BoxOfDocs ECOS - AB-046
Preferred Disciplines: Computer Engineering, or Mathematical and Statistical Sciences, or Computing Science (Masters, PhD or Post-Doc)
Project length: 4-6 months (1 unit). Potential for more.
Desired start date: As soon as possible
Location: Calgary, AB
No. of Positions: 1
Preferences: University of Calgary, University of Alberta
Company: Go-By Design Inc. o/a BoxOfDocs
BoxOfDocs is an online ‘one-stop’ curated document sharing platform for the sharing of documented information between peer members in any industry. An AI-driven industry-specific search engine ensures that members can quickly and easily find the most recent and relevant documents available from their industry peers.
The ECOS project requires the engineering of an intelligent agent that will, with no direct human control, collect key unstructured data from 3500 distinct websites.
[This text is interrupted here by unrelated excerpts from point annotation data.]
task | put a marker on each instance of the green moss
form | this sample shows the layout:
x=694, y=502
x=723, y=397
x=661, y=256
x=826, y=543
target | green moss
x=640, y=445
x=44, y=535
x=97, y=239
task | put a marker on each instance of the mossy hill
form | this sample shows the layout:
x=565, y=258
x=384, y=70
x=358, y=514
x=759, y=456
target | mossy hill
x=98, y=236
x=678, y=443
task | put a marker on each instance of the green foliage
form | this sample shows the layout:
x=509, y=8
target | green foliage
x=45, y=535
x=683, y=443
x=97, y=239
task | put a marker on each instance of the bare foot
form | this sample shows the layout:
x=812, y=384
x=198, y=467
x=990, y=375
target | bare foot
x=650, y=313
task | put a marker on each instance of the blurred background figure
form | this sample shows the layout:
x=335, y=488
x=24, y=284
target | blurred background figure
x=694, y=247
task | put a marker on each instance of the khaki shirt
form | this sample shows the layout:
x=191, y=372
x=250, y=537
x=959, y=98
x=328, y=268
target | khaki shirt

Using Deep Learning, develop an algorithm that will determine how and when the websites must be searched, identify which data and documents to collect, categorize each, extract key information from the documents, and ensure all the data collected is kept up to date and secure.
Ensure the algorithm’s performance is efficient and accurate.
OBJECTIVE 1 – Collect
- Determine the best methodology for accessing and collecting key unstructured data and documents from 3500 distinct websites on a regularly scheduled basis.
- Documents types may include, but are not limited to, PDF, Word, Excel, images, diagrams, etc.
- The definition of key data must be fluid allowing for a system administrator to modify its parameters.
OBJECTIVE 2 – Schedule
- Develop an algorithm that determines the optimal schedule for searching the 3500 websites from Objective 1, ensuring minimal impact to the websites, networks and users.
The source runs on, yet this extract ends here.